Томный вечер уже подходил к концу, собираясь с минуты на минуту перейти в еще более томную ночь, когда уставшие подруги вернулись в свой номер. На завтра от встреч с тщедушным детективным агентом решено было отказаться, ровно, как и на все последующие дни.
– Мавр сделал своё дело, мавр может уходить, – сказала Ольга.
– Да, пускай идет. Не наш типаж.
Теперь гулять по городу они будут так же целенаправленно, но без сопровождения, которое могло бы уберечь их от ошибок.
Полуденное солнце пекло яростно и немилосердно, оставляя на незагорелых плечах и носах малиновые пятна ожогов. Те, кто уже успел надеть броню из защитного пигмента, потирали загорелую кожу и старались поскорее укрыться от раскалённых солнечных лучей.
Над Привозом висел сплошной базарный гул. Голоса торговок сливались в единый неразличимый рокот. Лишь изредка из него вырывались особо звонкие рекламные вопли:
А кто забыл домой баклажаны?!
Зелень, зелень! Продаю зелень! Дёшево! Ниже курса! – надрывалась грозная дама с жидким пучком петрушки.
Семачки! Соленые! Жареные! Заразительные! С большими бульбачками!
В колбасных рядах работали безжалостно, как мясники. Били по самому больному:
Дама, я не пОняла? Или вы опять хотите скандала со своим благоверным?! – неожиданно и прямо в лоб задала «колбасно-копчёная» торговка неприятный вопрос.
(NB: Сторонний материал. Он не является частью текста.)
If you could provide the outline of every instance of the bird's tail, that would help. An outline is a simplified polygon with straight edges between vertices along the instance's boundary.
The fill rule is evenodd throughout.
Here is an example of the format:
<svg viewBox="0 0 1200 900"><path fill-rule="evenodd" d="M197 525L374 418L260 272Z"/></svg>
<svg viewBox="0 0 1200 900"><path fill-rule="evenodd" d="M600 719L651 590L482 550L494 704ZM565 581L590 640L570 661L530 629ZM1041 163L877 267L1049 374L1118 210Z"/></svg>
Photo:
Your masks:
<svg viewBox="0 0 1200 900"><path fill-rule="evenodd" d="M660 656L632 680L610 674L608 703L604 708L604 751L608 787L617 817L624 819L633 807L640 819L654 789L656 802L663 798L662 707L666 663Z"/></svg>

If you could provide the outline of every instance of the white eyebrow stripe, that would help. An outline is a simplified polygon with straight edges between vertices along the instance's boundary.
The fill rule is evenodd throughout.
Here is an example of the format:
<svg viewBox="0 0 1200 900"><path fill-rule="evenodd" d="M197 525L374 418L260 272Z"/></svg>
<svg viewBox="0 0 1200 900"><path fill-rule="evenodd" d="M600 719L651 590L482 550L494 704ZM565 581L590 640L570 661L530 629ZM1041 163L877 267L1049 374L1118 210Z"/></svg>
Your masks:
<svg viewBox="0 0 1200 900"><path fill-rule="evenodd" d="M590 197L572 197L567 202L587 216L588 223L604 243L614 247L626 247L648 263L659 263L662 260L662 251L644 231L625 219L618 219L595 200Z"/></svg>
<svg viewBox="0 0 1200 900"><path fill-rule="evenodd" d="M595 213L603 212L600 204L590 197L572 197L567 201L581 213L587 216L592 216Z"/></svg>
Пышная дама, которая, судя по утверждениям всезнающей работницы прилавка, ежедневно изводила мужа безобразными сценами, затормозила резко и застыла как вкопанная, изумлённо глядя на прорицательницу. Ну, разумеется, ей не хотелось опять скандалить со своим стареющим супругом. Ей не хотелось опять и снова изгонять беса из его 50-летнего ребра. Дородная мадам прожила с ним 25 не вполне счастливых лет, отдала ему, как водится, молодость и здоровье. А взамен получила 4 аборта, потрёпанные вечными изменами нервы и никому не нужные жировые отложения по всему телу. А всё потому, что после ежедневных скандалов расстроенная дама мела со стола всё, что можно было съесть сразу, без предварительной обработки.
Нет, не хочу, – честно призналась она первой встречной, надеясь на то, что уже сейчас получит чудодейственный рецепт приворотного зелья.
Так чего же вы проходите мимо этой зверско-копчёной колбасы?! – возмущённо недоумевала женщина из-за прилавка.
Доверчивая дама конфузливо улыбнулась, выдавила из себя три неискренних смешка… и купила-таки палочку зверско-копчёной колбасы.
А солнце продолжало жадно вылизывать голые участки тел, приговаривая жарким шёпотом: «Кто не спрятался – я не виновато…»
Тёмно-шоколадные подруги укрылись под навесом, пристроившись в самый хвост не очень длинной, но медлительной, как больная черепаха, пёстрой очереди, которая состояла сплошь из отдыхающих граждан, одетых как можно легче и разноцветней.
На прилавке томно развалились подернутые нежным пушком персики, каких-то невероятных, космических размеров. Мимо них трудно было пройти, поэтому хозяйка сельскохозяйственного чуда могла позволить себе стоять тихо, не надрывая связки. Она даже изредка покрикивала на очарованных покупателей, не дозволяя им прикасаться к мягким, бархатным бокам.
Жара топила и выпаривала пот. Мозги соображали вяло, и Оле становилось уже безразлично – купят они эти пушистые колобочки или нет. Из очереди они не уходили только потому, что не охота было вылезать на открытое злое солнце.
Но вот очередь иссякла, притом иссякла несколько обидно – подруги так и остались стоять последними в хвосте. Они стояли как прокажённые, отпугивая неизвестно чем потенциальных покупателей сельскохозяйственного чуда. И тем возмутительней выглядел поступок обнаглевшего молодого человека, собиравшегося пристроиться перед ними.
«Однако, парниша – хам. Прёт нагло, видимо давно не били, – анализировала Оля, – Судя по прикиду – местный. Нехорошо… Ну да ладно – спишем на то, что в семье должен быть хоть один урод. Или я ошибаюсь? Нет, вряд ли, сразу видно, что местный: такая жара, а он ни в шортах – это раз; ни в сланцах – это два; кожа средней степени загара – три; гуляет налегке – без огромной сумки для продуктов – это уже четыре, и пятое – самое неприятное – ведёт себя важно, по-хозяйски… И глазёнками шныряет по сторонам…»
Не успела Ольга провести аналогию между шныряющими глазёнками и профессиональной деятельностью явно местного товарища, как последний, опередив Ольгу, сам раскрыл свои карты.